告白よりも、ときめきを
本当に色々注文して…。これは…し過ぎだ。
お皿でテーブルが一杯になった。
「さあ!明璃さん、食べますよぉ。のんびり食べてると、すぐ満腹になってしまいます」
おしぼりで手を拭き掌を擦り合わせた。
「うん…はい、では頂きます」
注文した手前、残すなんて良くない。
「頂きます」
「まずは、蟹炒飯から…。…うん…美味しい…」
「はい、美味しいですね」
「うん」
春巻き、エビチリ…小籠包…回鍋肉…。杏仁豆腐で…おしまい。
「…ふぅ、御馳走様でした…」
「満足しましたか?」
「大満足よ」
「美味しそうに食べますね。いい食べっぷりでした」
「…」
私ったら…、残しちゃいけないっていうのもあったけど、この男前の前で、うっかりいつもと変わらず食べてしまった。恥ずかしいかも…。

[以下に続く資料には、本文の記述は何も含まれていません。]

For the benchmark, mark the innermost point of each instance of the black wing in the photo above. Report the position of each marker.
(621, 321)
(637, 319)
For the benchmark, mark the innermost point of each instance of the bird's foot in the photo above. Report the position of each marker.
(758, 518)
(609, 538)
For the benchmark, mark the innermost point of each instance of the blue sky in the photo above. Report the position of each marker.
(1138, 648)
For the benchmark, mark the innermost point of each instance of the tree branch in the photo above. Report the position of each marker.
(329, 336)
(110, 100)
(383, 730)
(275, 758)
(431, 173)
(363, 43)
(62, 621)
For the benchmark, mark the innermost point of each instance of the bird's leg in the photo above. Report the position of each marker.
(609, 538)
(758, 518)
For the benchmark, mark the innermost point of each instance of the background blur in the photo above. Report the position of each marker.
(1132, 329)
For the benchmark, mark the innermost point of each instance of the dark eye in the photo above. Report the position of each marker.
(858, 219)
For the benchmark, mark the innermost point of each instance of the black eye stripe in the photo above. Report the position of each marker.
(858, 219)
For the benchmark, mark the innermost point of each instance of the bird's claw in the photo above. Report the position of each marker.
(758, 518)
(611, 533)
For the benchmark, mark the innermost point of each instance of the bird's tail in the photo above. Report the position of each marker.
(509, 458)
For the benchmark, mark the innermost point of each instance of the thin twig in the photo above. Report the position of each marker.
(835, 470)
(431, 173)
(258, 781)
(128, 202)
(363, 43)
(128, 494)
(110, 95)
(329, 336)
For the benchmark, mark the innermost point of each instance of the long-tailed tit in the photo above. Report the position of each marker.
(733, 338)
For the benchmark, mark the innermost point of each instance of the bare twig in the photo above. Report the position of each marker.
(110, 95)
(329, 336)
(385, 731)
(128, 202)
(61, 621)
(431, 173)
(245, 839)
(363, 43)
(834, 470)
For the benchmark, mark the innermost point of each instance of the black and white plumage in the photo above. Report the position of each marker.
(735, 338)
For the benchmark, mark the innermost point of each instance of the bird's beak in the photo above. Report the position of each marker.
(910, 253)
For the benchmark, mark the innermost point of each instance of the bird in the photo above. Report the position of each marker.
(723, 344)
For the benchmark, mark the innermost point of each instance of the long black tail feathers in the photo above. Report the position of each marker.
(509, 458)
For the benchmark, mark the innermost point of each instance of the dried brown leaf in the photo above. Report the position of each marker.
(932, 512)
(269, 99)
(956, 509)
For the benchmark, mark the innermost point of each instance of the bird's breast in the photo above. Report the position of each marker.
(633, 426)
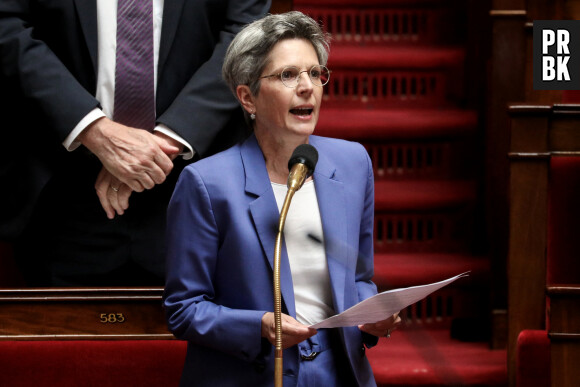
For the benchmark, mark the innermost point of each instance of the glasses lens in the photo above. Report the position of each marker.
(289, 76)
(319, 75)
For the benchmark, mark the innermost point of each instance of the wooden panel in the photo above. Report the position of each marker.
(91, 313)
(538, 132)
(281, 6)
(564, 335)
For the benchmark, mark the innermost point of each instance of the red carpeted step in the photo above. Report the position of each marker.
(362, 124)
(421, 195)
(359, 3)
(394, 271)
(424, 357)
(404, 57)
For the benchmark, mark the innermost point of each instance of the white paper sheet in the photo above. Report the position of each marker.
(383, 305)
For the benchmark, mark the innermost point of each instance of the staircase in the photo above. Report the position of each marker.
(398, 87)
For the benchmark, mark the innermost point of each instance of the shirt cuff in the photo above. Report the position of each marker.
(70, 142)
(188, 151)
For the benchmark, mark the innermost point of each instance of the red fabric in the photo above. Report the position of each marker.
(9, 275)
(362, 124)
(91, 363)
(417, 195)
(571, 96)
(401, 57)
(426, 357)
(533, 359)
(394, 271)
(563, 266)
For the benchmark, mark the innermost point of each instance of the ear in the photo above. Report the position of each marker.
(246, 99)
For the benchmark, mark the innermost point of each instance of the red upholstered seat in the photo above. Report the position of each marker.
(141, 363)
(429, 357)
(563, 265)
(533, 359)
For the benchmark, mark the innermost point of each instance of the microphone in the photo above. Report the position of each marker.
(301, 165)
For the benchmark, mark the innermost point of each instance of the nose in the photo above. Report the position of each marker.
(306, 85)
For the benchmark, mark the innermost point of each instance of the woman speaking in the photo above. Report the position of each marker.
(222, 228)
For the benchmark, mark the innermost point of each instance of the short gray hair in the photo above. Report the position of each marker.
(247, 55)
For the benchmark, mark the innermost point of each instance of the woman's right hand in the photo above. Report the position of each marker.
(293, 332)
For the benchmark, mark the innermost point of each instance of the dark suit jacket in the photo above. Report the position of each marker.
(48, 69)
(221, 235)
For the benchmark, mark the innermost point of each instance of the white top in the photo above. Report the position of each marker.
(312, 291)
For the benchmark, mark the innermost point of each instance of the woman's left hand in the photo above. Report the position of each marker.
(382, 328)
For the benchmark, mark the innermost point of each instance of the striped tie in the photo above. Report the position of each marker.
(134, 83)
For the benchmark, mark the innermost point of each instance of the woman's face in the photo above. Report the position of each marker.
(283, 111)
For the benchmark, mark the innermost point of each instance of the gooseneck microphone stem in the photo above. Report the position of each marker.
(278, 360)
(301, 166)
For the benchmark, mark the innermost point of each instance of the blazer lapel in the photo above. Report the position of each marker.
(332, 204)
(87, 14)
(265, 214)
(172, 10)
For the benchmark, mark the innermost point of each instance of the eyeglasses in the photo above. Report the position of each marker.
(290, 76)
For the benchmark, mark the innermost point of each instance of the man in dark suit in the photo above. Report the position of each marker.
(83, 196)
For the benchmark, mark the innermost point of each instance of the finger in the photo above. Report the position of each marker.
(123, 196)
(135, 185)
(164, 163)
(165, 144)
(113, 196)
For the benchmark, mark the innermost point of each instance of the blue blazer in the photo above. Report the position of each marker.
(222, 230)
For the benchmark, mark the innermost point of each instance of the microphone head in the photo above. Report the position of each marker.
(304, 154)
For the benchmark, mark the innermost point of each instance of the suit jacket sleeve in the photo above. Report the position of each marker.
(39, 75)
(191, 261)
(206, 104)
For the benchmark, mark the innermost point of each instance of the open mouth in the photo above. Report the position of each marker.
(301, 111)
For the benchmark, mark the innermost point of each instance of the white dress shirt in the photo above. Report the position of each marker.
(307, 257)
(107, 46)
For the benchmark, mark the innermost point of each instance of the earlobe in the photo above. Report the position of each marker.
(246, 99)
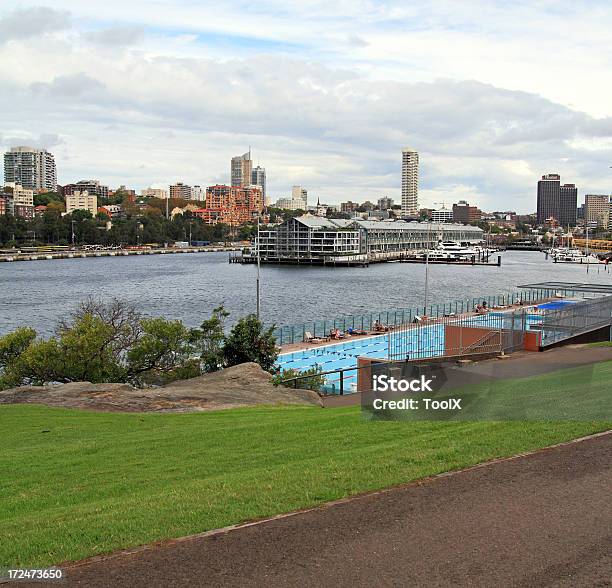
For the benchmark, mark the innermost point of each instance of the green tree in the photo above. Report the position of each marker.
(211, 339)
(249, 340)
(163, 353)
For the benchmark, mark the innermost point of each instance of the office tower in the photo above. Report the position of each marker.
(180, 190)
(242, 169)
(34, 169)
(597, 209)
(258, 178)
(568, 201)
(445, 215)
(549, 194)
(299, 193)
(154, 193)
(410, 182)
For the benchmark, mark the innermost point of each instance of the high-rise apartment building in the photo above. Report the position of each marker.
(557, 202)
(198, 193)
(34, 169)
(258, 178)
(154, 193)
(443, 215)
(410, 182)
(242, 169)
(597, 209)
(299, 193)
(232, 205)
(385, 203)
(549, 194)
(180, 190)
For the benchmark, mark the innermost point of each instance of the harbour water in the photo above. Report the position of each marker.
(188, 287)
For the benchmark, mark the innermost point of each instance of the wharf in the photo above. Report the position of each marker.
(109, 253)
(361, 260)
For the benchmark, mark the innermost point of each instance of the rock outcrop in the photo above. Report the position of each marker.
(241, 385)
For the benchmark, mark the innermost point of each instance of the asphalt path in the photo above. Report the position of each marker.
(543, 519)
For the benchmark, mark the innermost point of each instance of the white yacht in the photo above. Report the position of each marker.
(457, 250)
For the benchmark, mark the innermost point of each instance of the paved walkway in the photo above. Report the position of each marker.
(540, 520)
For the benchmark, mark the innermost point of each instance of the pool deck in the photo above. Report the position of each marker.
(521, 364)
(304, 346)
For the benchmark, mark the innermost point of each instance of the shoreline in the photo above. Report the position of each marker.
(110, 253)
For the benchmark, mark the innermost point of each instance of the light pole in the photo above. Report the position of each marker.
(258, 270)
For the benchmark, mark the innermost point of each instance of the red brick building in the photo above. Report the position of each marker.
(232, 205)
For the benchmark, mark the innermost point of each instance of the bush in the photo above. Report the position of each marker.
(100, 343)
(249, 340)
(314, 380)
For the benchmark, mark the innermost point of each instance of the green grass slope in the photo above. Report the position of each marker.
(78, 483)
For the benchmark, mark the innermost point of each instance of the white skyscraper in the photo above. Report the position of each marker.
(241, 169)
(34, 169)
(410, 182)
(299, 193)
(258, 178)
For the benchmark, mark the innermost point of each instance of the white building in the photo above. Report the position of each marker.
(154, 193)
(34, 169)
(442, 215)
(180, 190)
(82, 201)
(291, 204)
(21, 195)
(410, 182)
(310, 237)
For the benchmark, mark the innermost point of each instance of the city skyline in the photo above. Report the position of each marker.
(144, 98)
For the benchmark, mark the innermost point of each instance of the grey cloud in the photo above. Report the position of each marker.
(71, 86)
(469, 133)
(357, 41)
(116, 37)
(32, 22)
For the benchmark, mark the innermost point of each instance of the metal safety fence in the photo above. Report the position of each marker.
(575, 319)
(397, 317)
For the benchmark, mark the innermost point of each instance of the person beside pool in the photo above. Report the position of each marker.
(351, 331)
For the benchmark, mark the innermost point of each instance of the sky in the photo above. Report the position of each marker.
(492, 94)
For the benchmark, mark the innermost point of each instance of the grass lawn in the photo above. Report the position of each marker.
(80, 483)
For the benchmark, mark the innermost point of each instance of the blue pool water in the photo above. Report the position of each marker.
(426, 341)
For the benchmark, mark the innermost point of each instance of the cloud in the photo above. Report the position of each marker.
(117, 36)
(31, 22)
(146, 101)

「褒め言葉ですよ?少食で、直ぐお腹一杯って言われるより、ずっといいです」
「…何だか、思うところはあるけど…有り難う」
「本当ですよ?健康的でいいじゃないですか。では、ぼちぼち帰りましょうか。送ります」
「あ、私なら大丈夫よ?まだ全然遅い時間じゃないし。電車もある時間だし」
「いいえ、送ります。俺の事、有無を言わせず、強引に送ってくれたじゃないですか。だから俺も、俺の理由で強引に送ります」
「あれは…、片桐君が具合が悪かったからで…」
「はい。でも、タクシーに押し込んで、あとは俺一人で帰っても大丈夫だったかも知れませんよ?」
「でも、途中でどうなるか解らないし…」
「はい。明璃さんも、遅くないからと言って電車で帰ると言っても、途中で何があるか解りませんよ?でしょ?」
「…」
簡単に理詰めで負けた。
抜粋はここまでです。